Design Decision: Pointer Passing vs. Content Echoing

In the compliance copilot, analysts pasted multi-page regulatory documents and asked the agent for market-specific interpretations. Early versions had the planner summarize the document before passing it to the policy agent. The summary routinely dropped conditional clauses such as except in cases where, which carried key legal meaning. Switching to pointer passing (planner writes a reference, policy agent reads the original file) eliminated this error class. Token cost for the handoff step dropped by roughly 80% as a side effect.

Observability: Add It Early

With sub-agents, context isolation, and memory, debugging became harder. Failures could originate in handoffs, tool choices, context blocks, and final answers. Trace visibility turned prompt iteration into testable engineering work.

The fix was full-run logging: final answers, tool invocation order, step-level input/output summaries, step-level token counts, unused context blocks, and worker-specific context slices.

Traces enabled concrete debugging questions: did the planner waste tokens rewriting a spec, did the analyst receive implementation details, did attached tool docs remain unused. Each question mapped to a specific and testable fix.

Anthropic’s guidance on long-running agent harnesses aligned with my stack only after traces showed where complexity produced measurable value. Before trace visibility, the same guidance pushed my implementation toward overbuilding.

Design Decision: Trace Driven Prompt Iteration

Before structured logging, prompt changes were driven by intuition: output feels wrong, add more instructions. After logging, I discovered that 40% of tool descriptions were never used in typical sessions. Removing them shortened the context and improved tool selection accuracy on the remaining tools. Trace data shifted the workflow from adding instructions to removing noise.

What This Cost to Learn

The failed big-bang upgrade cost roughly three weeks of iteration time and significantly increased API spend before rollback. The staged approach that replaced it shipped a usable first version in four days. Capability stayed constant: same models, same tools, same domain. Sequencing changed: each layer had to earn its place before the next layer was added.

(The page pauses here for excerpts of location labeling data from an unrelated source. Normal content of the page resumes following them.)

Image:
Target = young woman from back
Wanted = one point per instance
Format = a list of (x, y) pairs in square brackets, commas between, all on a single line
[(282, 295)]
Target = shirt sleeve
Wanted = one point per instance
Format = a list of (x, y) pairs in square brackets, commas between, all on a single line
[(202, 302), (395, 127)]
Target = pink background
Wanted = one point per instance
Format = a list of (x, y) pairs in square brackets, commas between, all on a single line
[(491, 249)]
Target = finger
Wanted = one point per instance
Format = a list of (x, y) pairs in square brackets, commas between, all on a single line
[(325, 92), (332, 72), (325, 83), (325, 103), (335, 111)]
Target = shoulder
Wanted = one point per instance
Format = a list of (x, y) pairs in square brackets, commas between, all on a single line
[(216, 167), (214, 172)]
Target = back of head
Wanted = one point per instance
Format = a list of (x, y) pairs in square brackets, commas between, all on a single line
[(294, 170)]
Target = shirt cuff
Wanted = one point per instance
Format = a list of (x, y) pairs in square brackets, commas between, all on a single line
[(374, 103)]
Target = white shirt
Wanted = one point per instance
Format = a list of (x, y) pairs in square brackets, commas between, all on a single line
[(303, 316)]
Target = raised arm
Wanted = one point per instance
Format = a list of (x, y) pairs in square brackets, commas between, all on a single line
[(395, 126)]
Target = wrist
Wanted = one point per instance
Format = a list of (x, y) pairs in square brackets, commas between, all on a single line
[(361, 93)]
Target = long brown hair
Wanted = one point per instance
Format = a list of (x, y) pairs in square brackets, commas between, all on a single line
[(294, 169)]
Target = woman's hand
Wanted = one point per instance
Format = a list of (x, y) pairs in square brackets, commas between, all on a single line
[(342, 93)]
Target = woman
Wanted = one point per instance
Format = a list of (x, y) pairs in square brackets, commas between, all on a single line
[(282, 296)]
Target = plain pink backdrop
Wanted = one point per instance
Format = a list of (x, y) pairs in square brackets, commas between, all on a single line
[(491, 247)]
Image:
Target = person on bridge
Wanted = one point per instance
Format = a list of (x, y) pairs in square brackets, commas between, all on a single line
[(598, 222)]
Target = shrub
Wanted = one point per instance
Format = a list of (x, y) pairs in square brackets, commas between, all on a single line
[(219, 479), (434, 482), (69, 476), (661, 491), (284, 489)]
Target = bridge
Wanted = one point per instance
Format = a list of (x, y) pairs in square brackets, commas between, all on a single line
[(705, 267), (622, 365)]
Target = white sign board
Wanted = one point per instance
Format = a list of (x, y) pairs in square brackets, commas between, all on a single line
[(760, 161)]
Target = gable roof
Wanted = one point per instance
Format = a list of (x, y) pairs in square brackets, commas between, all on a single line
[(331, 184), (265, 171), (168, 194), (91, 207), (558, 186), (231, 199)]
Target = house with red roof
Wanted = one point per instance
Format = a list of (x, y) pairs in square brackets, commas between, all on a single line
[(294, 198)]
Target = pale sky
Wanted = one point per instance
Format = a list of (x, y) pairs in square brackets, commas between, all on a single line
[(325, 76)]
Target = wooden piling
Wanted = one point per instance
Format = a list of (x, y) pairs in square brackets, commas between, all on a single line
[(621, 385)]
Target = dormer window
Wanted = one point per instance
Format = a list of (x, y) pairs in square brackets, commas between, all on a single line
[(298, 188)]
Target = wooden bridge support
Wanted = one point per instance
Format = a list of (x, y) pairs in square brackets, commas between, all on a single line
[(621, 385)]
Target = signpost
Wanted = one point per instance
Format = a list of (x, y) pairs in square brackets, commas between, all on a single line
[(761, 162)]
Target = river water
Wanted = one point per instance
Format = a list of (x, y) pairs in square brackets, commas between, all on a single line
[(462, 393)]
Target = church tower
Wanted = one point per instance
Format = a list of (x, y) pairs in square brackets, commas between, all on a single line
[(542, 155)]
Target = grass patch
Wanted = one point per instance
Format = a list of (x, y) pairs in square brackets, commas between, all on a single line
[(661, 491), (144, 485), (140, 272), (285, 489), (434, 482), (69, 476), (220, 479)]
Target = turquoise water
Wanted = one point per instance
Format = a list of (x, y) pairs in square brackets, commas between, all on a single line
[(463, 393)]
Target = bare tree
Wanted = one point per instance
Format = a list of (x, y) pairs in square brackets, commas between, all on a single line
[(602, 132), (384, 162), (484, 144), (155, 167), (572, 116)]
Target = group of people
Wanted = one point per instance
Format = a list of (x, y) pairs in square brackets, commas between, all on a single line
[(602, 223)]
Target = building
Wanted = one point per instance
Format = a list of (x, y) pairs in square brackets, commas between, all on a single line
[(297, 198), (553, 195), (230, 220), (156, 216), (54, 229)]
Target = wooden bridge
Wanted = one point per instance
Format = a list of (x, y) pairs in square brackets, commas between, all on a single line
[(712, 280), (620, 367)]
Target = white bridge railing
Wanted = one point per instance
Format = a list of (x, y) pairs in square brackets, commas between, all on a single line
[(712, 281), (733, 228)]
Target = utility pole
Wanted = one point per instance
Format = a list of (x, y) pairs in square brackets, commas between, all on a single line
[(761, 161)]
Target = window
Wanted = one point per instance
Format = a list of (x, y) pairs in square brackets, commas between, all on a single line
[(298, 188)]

Three principles now guide implementation sequencing.

Match architecture to uncertainty. Prove value with the smallest loop. Add orchestration when measured failure modes demand it.

Separate workflow agents from dialogue agents with one test: does a human need to co-evolve the spec mid-run. If yes, use a conversational agent. If the spec is fixed at submission time, use a pipeline.

Treat prompts, tools, context splits, memory, and telemetry as costed levers. Buy each lever for a specific failure class and verify that mapping in traces.

The core skill is sequencing judgment: which pattern to skip, why to skip it now, and what evidence should trigger adoption later.

This post reflects patterns from enterprise AI work in an automotive setting (including Volvo). Examples are illustrative composites built from recurring patterns.